Arguably, philosophy could also provide people with skills that are important to participating effectively -- heck, to participating rationally in the governance of our nation, our states, our communities. As Jones writes:

It’s long been recognized that some tasks are best coordinated by governments, and that to succeed in these efforts, governments have to raise revenue from citizens. Since colonial times, Americans have recognized that education is one of the things that taxpayers need to support (and those were some lean times!). Sadly, over the last several decades, Americans seem to have grown accustomed to thinking that they can have roads, schools, fire departments, and Medicare without fully paying for them.
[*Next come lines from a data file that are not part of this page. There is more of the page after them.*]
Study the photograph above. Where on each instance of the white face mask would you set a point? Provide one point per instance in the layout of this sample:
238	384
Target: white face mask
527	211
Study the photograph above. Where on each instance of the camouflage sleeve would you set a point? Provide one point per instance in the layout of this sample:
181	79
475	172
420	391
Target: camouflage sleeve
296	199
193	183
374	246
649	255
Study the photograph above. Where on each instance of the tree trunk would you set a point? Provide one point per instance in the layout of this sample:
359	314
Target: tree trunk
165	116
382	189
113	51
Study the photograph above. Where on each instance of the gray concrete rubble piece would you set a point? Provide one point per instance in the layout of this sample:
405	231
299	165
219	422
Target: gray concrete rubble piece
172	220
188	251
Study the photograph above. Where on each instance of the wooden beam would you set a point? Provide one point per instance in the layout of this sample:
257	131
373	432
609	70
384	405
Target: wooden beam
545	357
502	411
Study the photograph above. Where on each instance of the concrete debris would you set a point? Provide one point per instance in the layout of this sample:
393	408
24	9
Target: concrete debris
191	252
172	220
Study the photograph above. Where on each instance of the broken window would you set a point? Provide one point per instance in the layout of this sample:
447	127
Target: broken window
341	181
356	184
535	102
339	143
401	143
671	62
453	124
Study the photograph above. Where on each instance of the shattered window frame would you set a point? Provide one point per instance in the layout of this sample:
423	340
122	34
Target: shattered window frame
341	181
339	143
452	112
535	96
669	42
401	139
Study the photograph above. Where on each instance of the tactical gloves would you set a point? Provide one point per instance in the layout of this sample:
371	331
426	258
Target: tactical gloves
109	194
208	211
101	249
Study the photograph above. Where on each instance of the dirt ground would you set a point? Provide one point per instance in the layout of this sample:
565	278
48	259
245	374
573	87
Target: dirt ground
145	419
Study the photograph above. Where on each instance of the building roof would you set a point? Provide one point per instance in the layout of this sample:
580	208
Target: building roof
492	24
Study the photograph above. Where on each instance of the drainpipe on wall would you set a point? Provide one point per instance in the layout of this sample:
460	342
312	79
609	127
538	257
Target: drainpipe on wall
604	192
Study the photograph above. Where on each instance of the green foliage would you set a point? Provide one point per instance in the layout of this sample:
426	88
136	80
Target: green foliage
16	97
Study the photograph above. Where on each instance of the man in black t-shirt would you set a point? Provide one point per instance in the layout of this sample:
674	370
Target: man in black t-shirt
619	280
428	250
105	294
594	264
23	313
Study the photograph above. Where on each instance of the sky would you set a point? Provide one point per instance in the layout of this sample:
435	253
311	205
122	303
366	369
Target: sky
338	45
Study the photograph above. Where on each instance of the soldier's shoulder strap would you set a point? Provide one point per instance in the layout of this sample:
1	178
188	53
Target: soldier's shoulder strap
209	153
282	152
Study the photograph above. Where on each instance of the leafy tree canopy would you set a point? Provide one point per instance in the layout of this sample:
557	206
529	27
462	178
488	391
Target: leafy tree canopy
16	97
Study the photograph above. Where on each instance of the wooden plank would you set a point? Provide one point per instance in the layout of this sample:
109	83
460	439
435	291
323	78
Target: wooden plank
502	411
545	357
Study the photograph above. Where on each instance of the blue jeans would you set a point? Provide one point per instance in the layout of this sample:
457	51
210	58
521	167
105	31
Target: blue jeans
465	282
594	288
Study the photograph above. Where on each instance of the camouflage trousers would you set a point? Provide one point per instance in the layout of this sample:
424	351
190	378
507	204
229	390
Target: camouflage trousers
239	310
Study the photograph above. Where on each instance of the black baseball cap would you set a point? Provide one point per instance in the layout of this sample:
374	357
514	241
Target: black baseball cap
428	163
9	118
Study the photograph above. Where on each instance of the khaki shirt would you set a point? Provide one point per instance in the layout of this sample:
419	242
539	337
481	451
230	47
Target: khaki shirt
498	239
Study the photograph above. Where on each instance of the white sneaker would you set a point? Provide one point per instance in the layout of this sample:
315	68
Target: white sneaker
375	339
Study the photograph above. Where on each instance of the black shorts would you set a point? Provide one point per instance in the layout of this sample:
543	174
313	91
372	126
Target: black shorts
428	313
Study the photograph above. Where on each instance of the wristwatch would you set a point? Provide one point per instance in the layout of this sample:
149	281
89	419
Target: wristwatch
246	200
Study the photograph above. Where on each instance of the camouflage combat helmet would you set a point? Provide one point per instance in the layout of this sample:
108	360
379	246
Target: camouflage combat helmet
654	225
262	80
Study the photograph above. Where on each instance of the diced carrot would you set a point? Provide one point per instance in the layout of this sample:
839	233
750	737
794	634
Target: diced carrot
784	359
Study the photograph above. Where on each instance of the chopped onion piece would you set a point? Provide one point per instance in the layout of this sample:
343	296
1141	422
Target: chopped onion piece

Now that such thinking has proven a fantasy, taxpayers should have responded with a sensible, “We should have been paying for these things, and perhaps we should start.” Instead they have clamored to cut spending—usually on things that don’t directly concern them or whose immediate benefits aren’t apparent. Such thinking leads new Nevada Governor Brian Sandoval to propose a budget with enormous cuts to education (including elementary school). And it leads college administrators to insist that these cuts require eliminating the Philosophy Department.

(Bold emphasis added.)

An attentive philosophy student has a toolbox with which to analyze this magical taxpayer thinking, whether in terms of ethics or political theory, in terms of our ability to think down the links of a causal chain or our difficulties with empathy.

Surely, more facility with critical thinking, not less, is what it will take to bring us through a difficult economic climate.

Of course, when there's not enough money in the budget (and when the populace and/or their elected representative have ruled out tax increases as a way to get enough money), stuff gets cut. Maybe some of that stuff really is of little value, but a lot of the things left to cut are going to hurt someone when they're gone.

Eliminating a philosophy department may not cause the same degree of immediate harm as would, say, cutting off medical aid to the indigent or eliminating free school lunches for poor elementary school kids. But it will cause harm. Maybe that harm will take longer to smack the people of Nevada in the face, but this doesn't mean that the impact won't be devastating.